一级分类：Electrical Engineering and Systems Science        电气工程与系统科学
二级分类：Signal Processing        信号处理
分类描述：Theory, algorithms, performance analysis and applications of signal and data analysis, including physical modeling, processing, detection and parameter estimation, learning, mining, retrieval, and information extraction. The term "signal" includes speech, audio, sonar, radar, geophysical, physiological, (bio-) medical, image, video, and multimodal natural and man-made signals, including communication signals and data. Topics of interest include: statistical signal processing, spectral estimation and system identification; filter design, adaptive filtering / stochastic learning; (compressive) sampling, sensing, and transform-domain methods including fast algorithms; signal processing for machine learning and machine learning for signal processing applications; in-network and graph signal processing; convex and nonconvex optimization methods for signal processing applications; radar, sonar, and sensor array beamforming and direction finding; communications signal processing; low power, multi-core and system-on-chip signal processing; sensing, communication, analysis and optimization for cyber-physical systems such as power grids and the Internet of Things.

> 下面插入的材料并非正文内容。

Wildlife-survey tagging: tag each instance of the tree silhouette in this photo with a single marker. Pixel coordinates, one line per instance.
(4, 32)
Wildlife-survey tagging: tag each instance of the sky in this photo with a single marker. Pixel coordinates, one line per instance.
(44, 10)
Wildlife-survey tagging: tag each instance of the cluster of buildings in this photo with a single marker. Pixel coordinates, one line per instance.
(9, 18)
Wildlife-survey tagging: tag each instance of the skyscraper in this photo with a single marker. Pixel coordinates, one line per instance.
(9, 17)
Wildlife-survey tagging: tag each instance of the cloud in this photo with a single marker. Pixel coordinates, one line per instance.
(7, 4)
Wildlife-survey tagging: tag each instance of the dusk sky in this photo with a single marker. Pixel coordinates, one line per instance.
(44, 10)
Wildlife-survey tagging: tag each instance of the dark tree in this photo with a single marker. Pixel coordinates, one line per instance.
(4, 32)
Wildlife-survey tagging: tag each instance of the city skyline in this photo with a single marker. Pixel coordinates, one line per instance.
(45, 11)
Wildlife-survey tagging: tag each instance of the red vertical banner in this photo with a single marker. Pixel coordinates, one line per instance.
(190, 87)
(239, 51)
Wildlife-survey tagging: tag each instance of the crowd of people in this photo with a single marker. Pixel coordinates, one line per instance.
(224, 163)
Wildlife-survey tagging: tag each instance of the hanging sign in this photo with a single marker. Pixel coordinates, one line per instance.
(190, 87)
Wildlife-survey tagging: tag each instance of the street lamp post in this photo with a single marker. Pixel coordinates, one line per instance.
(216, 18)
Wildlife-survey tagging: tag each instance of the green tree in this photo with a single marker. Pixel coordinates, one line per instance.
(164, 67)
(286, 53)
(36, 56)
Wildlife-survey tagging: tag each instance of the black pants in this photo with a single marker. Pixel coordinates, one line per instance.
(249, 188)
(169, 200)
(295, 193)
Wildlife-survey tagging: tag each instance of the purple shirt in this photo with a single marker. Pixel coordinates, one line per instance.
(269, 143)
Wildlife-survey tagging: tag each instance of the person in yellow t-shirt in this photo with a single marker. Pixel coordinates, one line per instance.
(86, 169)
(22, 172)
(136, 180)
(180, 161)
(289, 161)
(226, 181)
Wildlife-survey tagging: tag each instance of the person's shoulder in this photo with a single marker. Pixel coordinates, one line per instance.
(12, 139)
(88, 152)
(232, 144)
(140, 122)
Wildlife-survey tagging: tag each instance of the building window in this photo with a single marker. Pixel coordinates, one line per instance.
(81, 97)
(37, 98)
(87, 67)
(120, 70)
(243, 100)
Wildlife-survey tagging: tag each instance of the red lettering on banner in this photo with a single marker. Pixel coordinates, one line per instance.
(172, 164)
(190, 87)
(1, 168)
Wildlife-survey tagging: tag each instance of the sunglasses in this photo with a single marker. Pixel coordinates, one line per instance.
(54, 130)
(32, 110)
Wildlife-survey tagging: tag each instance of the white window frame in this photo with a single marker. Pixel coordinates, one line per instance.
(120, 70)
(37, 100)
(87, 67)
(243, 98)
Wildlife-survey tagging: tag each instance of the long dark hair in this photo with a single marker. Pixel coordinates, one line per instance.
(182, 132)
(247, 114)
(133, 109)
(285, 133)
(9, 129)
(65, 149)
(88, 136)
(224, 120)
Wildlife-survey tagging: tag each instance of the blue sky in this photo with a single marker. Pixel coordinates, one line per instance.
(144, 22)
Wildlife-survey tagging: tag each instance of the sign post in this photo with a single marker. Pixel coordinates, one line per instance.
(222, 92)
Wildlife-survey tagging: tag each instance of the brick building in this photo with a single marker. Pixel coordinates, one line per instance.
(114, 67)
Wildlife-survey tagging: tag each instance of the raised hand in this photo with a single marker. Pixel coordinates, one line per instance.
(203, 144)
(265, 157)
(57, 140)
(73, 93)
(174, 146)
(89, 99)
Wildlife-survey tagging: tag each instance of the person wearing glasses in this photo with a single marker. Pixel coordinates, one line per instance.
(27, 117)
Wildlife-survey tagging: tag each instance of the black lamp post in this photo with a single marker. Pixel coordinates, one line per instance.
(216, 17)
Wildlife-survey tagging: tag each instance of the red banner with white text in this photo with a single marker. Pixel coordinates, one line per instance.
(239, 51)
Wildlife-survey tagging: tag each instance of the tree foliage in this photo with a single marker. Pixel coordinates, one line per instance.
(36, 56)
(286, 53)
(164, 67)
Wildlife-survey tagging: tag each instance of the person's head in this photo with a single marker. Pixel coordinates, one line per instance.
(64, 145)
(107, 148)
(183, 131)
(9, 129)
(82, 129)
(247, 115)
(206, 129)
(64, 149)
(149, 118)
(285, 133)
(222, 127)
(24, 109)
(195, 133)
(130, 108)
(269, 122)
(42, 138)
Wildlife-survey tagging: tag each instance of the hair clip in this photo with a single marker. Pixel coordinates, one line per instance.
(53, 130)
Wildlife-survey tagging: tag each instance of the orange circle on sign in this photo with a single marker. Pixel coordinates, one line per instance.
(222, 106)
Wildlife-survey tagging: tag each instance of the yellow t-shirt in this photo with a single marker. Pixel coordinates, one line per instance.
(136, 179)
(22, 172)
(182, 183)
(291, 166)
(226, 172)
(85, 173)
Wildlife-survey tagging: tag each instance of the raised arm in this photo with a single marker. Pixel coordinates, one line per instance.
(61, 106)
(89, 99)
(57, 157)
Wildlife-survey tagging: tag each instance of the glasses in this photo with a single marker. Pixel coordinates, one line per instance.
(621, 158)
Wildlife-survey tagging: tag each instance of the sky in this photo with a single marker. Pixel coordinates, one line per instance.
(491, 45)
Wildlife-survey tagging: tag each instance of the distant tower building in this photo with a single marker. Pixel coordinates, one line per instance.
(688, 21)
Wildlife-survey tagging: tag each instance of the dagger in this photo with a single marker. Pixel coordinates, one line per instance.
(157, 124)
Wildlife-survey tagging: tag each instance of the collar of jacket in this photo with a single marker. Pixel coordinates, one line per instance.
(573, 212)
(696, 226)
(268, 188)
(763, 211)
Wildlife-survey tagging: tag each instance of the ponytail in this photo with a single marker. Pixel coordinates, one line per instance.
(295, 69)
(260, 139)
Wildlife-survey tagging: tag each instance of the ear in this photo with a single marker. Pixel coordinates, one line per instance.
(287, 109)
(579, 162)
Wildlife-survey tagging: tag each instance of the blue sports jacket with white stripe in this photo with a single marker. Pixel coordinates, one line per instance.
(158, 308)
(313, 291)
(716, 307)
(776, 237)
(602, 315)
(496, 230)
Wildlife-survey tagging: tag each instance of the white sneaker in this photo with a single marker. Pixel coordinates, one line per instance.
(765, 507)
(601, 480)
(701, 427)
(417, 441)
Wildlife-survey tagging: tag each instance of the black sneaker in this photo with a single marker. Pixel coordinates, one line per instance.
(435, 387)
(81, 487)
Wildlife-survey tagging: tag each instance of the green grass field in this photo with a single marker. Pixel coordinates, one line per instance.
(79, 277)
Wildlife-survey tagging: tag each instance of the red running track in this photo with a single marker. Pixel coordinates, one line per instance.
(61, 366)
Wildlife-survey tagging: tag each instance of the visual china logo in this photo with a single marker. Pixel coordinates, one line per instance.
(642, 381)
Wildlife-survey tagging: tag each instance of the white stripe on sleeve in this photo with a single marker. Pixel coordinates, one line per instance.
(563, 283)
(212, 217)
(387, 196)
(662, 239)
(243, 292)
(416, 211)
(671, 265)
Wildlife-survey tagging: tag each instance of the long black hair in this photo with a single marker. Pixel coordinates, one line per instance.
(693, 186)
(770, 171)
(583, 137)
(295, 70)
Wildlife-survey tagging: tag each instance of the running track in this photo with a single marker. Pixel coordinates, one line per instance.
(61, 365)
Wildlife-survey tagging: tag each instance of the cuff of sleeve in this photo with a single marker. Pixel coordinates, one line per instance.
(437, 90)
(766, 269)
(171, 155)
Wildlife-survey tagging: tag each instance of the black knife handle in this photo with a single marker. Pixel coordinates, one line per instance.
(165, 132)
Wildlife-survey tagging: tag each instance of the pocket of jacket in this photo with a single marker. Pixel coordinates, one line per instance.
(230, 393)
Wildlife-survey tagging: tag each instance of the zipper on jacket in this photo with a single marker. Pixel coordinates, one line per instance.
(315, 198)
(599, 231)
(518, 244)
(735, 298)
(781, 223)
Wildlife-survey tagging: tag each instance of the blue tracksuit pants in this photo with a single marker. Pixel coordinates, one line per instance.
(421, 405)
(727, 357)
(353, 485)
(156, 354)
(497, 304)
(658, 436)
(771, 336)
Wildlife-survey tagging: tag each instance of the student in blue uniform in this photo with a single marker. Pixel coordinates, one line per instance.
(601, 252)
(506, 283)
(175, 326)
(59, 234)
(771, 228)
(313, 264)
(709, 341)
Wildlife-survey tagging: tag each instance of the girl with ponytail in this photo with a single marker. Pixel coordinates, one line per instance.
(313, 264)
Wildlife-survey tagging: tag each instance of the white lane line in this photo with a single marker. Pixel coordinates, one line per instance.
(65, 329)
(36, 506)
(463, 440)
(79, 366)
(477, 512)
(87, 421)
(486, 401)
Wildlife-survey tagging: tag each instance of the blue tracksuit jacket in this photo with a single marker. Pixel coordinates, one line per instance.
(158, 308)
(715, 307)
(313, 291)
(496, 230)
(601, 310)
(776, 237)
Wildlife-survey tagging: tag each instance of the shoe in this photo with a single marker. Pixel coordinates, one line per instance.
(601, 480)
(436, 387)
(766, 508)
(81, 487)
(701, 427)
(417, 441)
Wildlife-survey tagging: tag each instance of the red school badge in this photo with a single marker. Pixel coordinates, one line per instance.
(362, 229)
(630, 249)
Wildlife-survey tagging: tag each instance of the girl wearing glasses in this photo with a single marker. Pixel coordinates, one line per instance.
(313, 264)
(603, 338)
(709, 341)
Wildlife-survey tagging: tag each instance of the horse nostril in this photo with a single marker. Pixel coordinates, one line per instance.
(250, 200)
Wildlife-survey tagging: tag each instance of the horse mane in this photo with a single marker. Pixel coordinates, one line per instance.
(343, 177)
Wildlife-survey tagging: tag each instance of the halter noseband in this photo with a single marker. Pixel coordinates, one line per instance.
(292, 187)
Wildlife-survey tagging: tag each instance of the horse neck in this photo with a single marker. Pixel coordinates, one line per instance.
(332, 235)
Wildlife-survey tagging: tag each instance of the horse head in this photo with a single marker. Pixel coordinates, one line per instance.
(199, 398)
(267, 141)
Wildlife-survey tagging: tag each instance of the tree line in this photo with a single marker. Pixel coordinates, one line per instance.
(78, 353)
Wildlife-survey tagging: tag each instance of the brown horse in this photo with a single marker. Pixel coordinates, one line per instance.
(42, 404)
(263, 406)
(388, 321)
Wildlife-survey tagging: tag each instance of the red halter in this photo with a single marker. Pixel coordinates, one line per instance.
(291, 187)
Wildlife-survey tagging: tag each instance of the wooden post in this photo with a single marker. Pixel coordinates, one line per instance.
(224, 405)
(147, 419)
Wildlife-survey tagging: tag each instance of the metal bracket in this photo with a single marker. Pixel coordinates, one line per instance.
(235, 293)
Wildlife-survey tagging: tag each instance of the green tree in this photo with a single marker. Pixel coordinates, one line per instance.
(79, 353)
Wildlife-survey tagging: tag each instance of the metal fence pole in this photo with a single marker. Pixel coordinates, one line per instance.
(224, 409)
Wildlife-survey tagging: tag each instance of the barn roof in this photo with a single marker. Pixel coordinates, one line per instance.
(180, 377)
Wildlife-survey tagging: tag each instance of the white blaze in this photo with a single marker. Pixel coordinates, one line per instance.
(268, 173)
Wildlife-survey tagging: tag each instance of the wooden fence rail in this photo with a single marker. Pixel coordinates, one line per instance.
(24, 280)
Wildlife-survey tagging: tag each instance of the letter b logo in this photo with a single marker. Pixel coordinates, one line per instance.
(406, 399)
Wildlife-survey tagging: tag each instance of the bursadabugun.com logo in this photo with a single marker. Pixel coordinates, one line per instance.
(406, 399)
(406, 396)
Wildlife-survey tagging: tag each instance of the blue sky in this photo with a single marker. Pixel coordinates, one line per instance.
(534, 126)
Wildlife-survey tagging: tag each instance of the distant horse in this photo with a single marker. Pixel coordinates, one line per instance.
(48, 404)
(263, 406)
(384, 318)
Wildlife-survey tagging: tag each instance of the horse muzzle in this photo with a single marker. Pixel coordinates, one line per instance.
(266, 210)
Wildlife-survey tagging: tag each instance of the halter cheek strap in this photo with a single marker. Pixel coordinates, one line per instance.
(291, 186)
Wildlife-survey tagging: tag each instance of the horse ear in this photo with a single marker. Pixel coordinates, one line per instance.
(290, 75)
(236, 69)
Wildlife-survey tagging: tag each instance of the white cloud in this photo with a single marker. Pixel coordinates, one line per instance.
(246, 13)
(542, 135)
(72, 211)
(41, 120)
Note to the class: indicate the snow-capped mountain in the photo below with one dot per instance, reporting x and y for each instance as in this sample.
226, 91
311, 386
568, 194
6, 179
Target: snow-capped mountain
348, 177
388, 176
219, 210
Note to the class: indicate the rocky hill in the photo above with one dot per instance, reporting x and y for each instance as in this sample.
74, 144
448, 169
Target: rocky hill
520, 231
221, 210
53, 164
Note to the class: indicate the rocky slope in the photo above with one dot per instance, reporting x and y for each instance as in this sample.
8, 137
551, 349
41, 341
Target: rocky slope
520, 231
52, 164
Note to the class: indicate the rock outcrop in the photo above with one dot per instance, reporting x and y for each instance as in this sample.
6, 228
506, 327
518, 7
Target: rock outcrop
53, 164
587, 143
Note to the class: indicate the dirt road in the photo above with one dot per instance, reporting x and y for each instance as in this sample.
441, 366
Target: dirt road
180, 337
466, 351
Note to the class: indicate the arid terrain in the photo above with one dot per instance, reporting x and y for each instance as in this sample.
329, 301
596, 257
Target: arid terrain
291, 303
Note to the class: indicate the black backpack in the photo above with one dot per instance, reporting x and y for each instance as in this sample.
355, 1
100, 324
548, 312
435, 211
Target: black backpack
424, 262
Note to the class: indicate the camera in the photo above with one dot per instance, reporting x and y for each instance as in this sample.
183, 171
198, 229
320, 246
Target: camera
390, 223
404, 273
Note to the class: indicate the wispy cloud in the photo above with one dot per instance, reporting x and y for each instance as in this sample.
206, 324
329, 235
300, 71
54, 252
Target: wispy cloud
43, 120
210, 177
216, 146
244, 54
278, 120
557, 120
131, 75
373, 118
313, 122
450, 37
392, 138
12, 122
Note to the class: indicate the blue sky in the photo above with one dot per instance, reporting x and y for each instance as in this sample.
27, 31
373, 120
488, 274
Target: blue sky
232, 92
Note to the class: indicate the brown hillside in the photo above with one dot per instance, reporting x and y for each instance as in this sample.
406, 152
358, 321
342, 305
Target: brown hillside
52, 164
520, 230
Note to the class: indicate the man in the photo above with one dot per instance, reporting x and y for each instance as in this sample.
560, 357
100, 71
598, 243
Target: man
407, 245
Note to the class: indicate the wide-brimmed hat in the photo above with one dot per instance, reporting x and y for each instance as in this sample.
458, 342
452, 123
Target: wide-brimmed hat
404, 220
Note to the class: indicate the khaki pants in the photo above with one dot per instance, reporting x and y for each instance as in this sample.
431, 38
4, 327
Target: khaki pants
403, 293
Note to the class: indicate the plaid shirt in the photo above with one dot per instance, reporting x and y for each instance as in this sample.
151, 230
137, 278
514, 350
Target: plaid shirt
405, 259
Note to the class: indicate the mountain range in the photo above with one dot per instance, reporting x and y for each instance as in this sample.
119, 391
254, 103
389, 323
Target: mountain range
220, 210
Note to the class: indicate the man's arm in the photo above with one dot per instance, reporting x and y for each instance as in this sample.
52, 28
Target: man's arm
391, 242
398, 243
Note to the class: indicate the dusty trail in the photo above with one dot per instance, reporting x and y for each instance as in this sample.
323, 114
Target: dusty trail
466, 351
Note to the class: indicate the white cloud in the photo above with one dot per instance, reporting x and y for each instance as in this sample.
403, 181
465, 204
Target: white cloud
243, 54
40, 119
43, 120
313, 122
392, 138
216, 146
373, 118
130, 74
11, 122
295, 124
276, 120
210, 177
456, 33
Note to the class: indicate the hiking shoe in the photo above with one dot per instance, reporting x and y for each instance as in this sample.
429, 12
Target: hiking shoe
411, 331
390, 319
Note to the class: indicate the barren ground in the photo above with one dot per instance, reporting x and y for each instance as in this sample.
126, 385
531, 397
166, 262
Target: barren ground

信号和数据分析的理论、算法、性能分析和应用，包括物理建模、处理、检测和参数估计、学习、挖掘、检索和信息提取。“信号”一词包括语音、音频、声纳、雷达、地球物理、生理、（生物）医学、图像、视频和多模态自然和人为信号，包括通信信号和数据。感兴趣的主题包括：统计信号处理、谱估计和系统辨识；滤波器设计；自适应滤波/随机学习；（压缩）采样、传感和变换域方法，包括快速算法；用于机器学习的信号处理和用于信号处理应用的机器学习；网络与图形信号处理；信号处理中的凸和非凸优化方法；雷达、声纳和传感器阵列波束形成和测向；通信信号处理；低功耗、多核、片上系统信号处理；信息物理系统的传感、通信、分析和优化，如电网和物联网。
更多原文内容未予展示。